SLAC, a two-mile particle accelerator jutting west from Stanford University, pushes electrons near the speed of light. Back when it was still called the Stanford Linear Accelerator, SLAC was used for seminal particle physics discoveries decades ago.
It's now called the SLAC National Accelerator Laboratory, and its newer mission turns electrons into powerful X-ray lasers at a facility called LCLS (Linac Coherent Light Source). This tunnel links the two LCLS experimental chambers, with X-rays coasting along through the pipes after being generated upstream at a structure called the undulator.
Scientists prepare an experiment at the Soft X-ray Material Science instrument at SLAC's X-ray laser at the LCLS site, which has extended the useful life of the particle accelerator. These researchers are working on an experiment that uses X-ray scattering to study a copper oxide high-temperature superconductor.
SLAC's X-ray Pump Probe (XPP) experiment station uses optical laser light to excite materials that are then studied with X-ray laser pulses. The X-ray laser reveals behavior on ultrashort time scales. Most of the complex equipment in the center here is for the X-ray beam line; the unadorned pipe in the foreground carries another laser beam.
Purple tracks let researchers steer a camera at the X-ray Correlation Spectroscopy (XCS) experiment station through a wide range of angles and distances to measure light scattered off subjects blasted with X-ray lasers.
This section of SLAC shows the basic structure of a linear accelerator: modules built side by side, each giving electrons a bit more of a speed boost. SLAC uses two miles of copper cavities filled with radio waves to push electrons and their antiparticles, positrons, to high speed and high energy.
SLAC accelerates electrons and positrons with bursts of high-power microwave energy originating from dozens of devices called klystrons. Each one produces about 60,000 times the power of a kitchen microwave oven. Devices called waveguides, such as the one shown here, direct microwaves from the klystrons to the accelerating cavities.

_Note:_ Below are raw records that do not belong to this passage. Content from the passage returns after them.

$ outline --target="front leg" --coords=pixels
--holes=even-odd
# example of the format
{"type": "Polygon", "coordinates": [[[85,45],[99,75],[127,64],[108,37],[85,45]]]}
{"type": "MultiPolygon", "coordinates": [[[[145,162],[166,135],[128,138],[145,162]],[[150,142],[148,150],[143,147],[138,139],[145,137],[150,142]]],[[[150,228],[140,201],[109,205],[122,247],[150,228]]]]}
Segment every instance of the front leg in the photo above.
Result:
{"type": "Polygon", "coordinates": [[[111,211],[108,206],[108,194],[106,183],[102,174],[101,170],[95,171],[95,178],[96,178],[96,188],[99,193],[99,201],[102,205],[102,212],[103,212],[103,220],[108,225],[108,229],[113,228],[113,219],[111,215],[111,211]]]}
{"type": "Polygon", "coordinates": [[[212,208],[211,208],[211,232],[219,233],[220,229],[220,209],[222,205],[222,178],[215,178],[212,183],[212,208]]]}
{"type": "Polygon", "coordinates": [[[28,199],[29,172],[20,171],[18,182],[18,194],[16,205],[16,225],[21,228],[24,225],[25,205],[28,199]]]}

SLAC's electron beam must travel through a vacuum, or else acceleration would be limited by short-circuit problems. SLAC operators test each junction carefully for leaks, and those that pass muster are marked with a foil wrapper, as on this vacuum piping. The vacuum has a pressure on the order of one hundred billionth of Earth's atmosphere.
One SLAC research area focuses on reconstructing the formation of the universe. We're familiar with galaxies, but this simulation shows strands of dark matter that lace the cosmos. Galaxies form at the brighter nodes where the density is highest.
In a project called FACET, SLAC is experimenting with the use of plasma to accelerate electrons. The plasma -- a high-energy gas made of atoms and their stripped-off electrons -- can be used to accelerate electrons 1,000 times more powerfully than conventional accelerators. This metal box itself is a powerful linear accelerator. SLAC just shut down FACET and is upgrading to FACET-II.
The original access ladders down to the linear accelerator chambers look like like they belong in a submarine. Nowadays, it's easier to get in, with stairways built in larger access routes that originally were used to lower hardware into the accelerator chamber.
This view shows SLAC's two-mile linear accelerator, looking east from the point where electrons begin their quick trip to near light speed. This end of the accelerator is being upgraded as part of a $1 billion project to boost SLAC's X-ray laser research abilities. In the distance are Stanford University's Hoover Tower and the southern tip of the San Francisco Bay.
This chamber, a vacuum that seals out air, holds samples probed by SLAC's Coherent X-ray Imaging (CXI) experiment station. It's mostly used to study protein crystals. Yes, somebody turned two of the observation ports into eyes for a face, with a grinning mouth below.
Aaron Roodman, an experimental cosmologist, explains SLAC's work on a multi-institution collaboration to build a massive telescope in Chile called the Large Synoptic Survey Telescope (LSST). The camera in the telescope is the size of a small car, and SLAC is building its image sensor. He stands in front of a clean room sealed to keep contaminants away from delicate electronics.
Here is an illustration of the wide swath of night sky the LSST will be able to photograph in a single image. It's big enough to photograph the entire sky every three or four nights, so astronomers and astrophysicists can track changes in the appearance and position of stars, galaxies and solar system objects. SLAC is assembling the camera's image sensor, made of 189 square, 16-megapixel sensors, each 42mm on edge.